Reprenons si vous le voulez bien ces deux arguments, et tout d'abord celui des rémunérations mirobolantes des dirigeants de grosses multinationales. Et commençons par rappeler la différence fondamentale entre la Carolo et, au hasard, General Electric : l'origine de l'argent qui rémunère les dirigeants. Chez GE, il s'agit du produit de l'exploitation d'une entreprise : plusieurs produits ou services ont été fournis à un ensemble d'individus, les clients, qui ont librement choisi de les acheter. Ce faisant, GE a engrangé un bénéfice. C'est donc le processus de création de valeur de l'entreprise qui est la source des fonds dont elle dispose pour rémunérer ses dirigeants. Alors, certes, les chiffres cités sont parfois énormes. Mais n'oublions pas qu'il s'agit de redistribuer des richesses que l'entreprise a elle-même générées.
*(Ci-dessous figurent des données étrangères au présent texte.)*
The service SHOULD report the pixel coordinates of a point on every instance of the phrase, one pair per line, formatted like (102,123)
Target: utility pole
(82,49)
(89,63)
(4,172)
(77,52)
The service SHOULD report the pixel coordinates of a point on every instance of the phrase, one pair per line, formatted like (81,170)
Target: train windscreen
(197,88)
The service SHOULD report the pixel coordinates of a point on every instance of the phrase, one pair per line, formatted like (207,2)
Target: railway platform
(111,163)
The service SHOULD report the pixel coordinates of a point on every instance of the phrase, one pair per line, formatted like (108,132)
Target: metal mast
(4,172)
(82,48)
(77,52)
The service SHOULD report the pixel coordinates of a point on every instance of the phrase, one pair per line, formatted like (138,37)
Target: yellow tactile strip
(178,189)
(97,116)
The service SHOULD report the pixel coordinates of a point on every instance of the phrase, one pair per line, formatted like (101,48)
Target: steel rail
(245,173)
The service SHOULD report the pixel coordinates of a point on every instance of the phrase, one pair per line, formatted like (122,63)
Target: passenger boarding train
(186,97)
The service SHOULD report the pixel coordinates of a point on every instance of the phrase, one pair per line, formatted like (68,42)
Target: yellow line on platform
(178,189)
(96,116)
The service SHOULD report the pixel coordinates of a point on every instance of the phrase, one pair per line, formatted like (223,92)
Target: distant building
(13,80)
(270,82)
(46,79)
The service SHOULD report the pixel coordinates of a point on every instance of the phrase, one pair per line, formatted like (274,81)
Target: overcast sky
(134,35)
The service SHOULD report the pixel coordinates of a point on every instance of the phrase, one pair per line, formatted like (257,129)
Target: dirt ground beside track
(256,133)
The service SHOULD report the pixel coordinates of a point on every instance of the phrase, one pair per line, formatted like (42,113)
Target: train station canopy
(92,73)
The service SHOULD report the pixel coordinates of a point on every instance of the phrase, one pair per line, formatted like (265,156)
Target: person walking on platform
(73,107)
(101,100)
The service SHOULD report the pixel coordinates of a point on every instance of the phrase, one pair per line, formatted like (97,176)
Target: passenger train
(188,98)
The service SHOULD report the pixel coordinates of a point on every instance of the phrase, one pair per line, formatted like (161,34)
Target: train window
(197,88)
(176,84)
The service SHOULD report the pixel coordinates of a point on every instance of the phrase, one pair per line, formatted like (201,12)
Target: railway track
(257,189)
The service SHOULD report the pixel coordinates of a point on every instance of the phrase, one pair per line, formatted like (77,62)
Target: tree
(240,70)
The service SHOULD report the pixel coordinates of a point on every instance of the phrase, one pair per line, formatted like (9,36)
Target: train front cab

N'oublions pas non plus les responsabilités des dirigeants d'entreprise. De leurs décisions dépend l'avenir de dizaines de milliers de personnes : les salariés et les actionnaires de l'entreprise. Ce sont leurs choix stratégiques qui vont amener les sociétés qu'ils dirigent à prospérer et à créer de la valeur ou à péricliter et à se retrouver en difficulté. Dans le premier cas, salariés et actionnaires verront leur situation s'améliorer. Dans le deuxième cas, ce seront licenciements et baisse de la cote de l'action de l'entreprise. La rémunération versée à ces top executives reflète les responsabilités qui sont les leurs. N'est-il pas logique de rémunérer, au moyen de la richesse créée, la prise de risque qui a permis sa création ?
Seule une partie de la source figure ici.